そこには首筋に刃を突きつける短剣があった。
「・・・いつの間に」
アルフレッドの気付かぬうちに何者かに背中を取られていた。
それはアランたちと戦った影だった。
「彼が君の騎士たちを殺したよ」
「そんな・・・」
アルフレッドが絶望の表情を浮かべる。
「もう少し冷静になってほしいものね」
マリサがゆっくりとアルフレッドに近づく。
「・・・マリサ」
「私、駄目な男も好きよ」
「マリサ・・・私は・・・」
「皇子、ジョルジュ様の話をきちんと聞いてくれますか?」
マリサの表情が無慈悲になる。
「も、もちろんだ」
「どうかしら、ジョルジュ様?」
「そうだね、今回は許してあげましょうか」
ジョルジュが影に目で合図をする。
短剣がアルフレッドの首筋から消える。
殺意から解放されたアルフレッドはその場で崩れ落ちる。
「でも、大切な騎士さんたちが死んだのはどうするのかな?」
「それはお前が・・・」
そこでアルフレッドが目を伏せる。
これ以上は何も言ってはいけないと感じたからだ。
「後始末は君に任せるよ」
「ねえ、ジョルジュ様。今後はどうするの?」
マリサが無邪気に尋ねる。
「今は何もしないよ。するのは皇子だけだよ」
「ああ、わかっている」
「ちゃんと人手は集めておいてよ。でないと隣国みたいに同じ国民同士の戦うことになるからね」
「・・・ああ」
「ではまたね、将来の王様」
ジョルジュはマリサと共に時計台を出る。
「あの皇子、使えないわね」
マリサが呆れている。
「使えないって言わない言わない。君が将来贅沢したいなら彼を可愛がってあげないよね」
「そうね。早く来月の懇親会が来てほしいわ。そこでシルヴァーナの惨めな姿を楽しみたいもの」
「それは最後のお楽しみだよ」
ジョルジュは思う。
あの終身法務官殿がどのような手を打とうともこの国は騒乱になる。
その自信は確認に近いものになっていた。
過去にジョルジュはレナトゥスとは別の名前で故郷を襲った隣国の貴族たちに取り入って今回のように婚約破棄騒動を起こした。

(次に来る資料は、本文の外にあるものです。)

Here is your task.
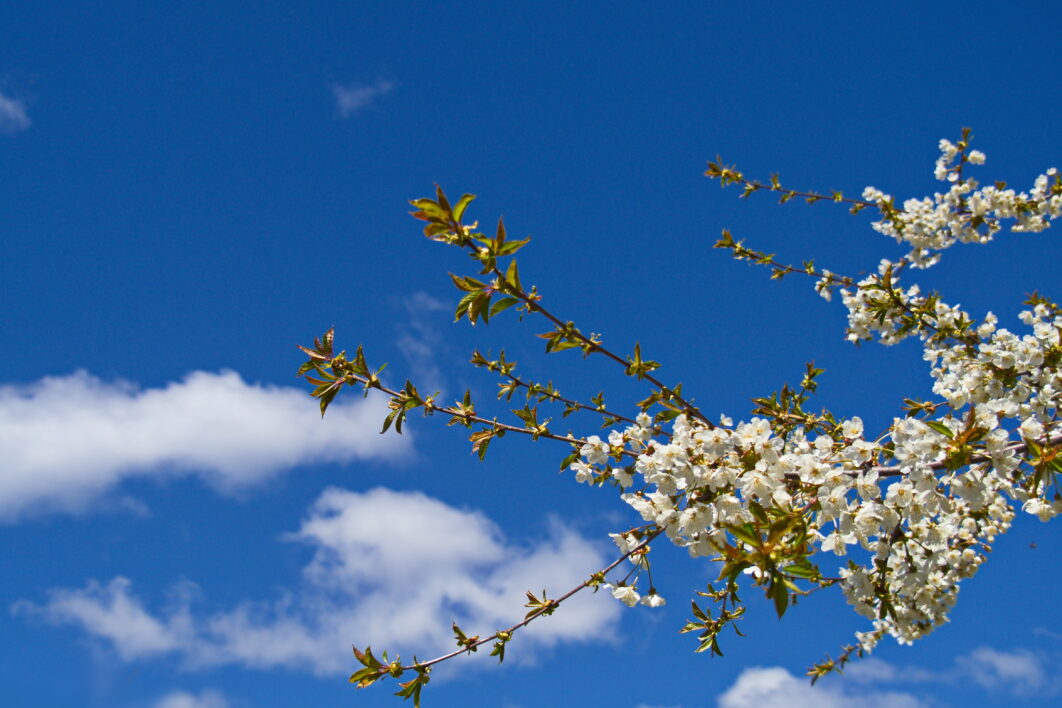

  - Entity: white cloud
[717,667,927,708]
[331,81,394,118]
[0,93,33,133]
[13,488,619,675]
[0,372,410,520]
[957,646,1047,694]
[152,690,228,708]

最終的王族同士の争いが発生し、今でも騒乱が続いている。
今回も同じようにこの国を混乱させようとしている。
不安などあるはずもなかった。
愚かな皇子など計画の手段でしかない。
・・・さて、終身法務官殿はどうするのかな。
楽しみで仕方ない。
その日が来るのは待ち遠しい。
それを考えるだけでジョルジュは笑いが止まらなかった。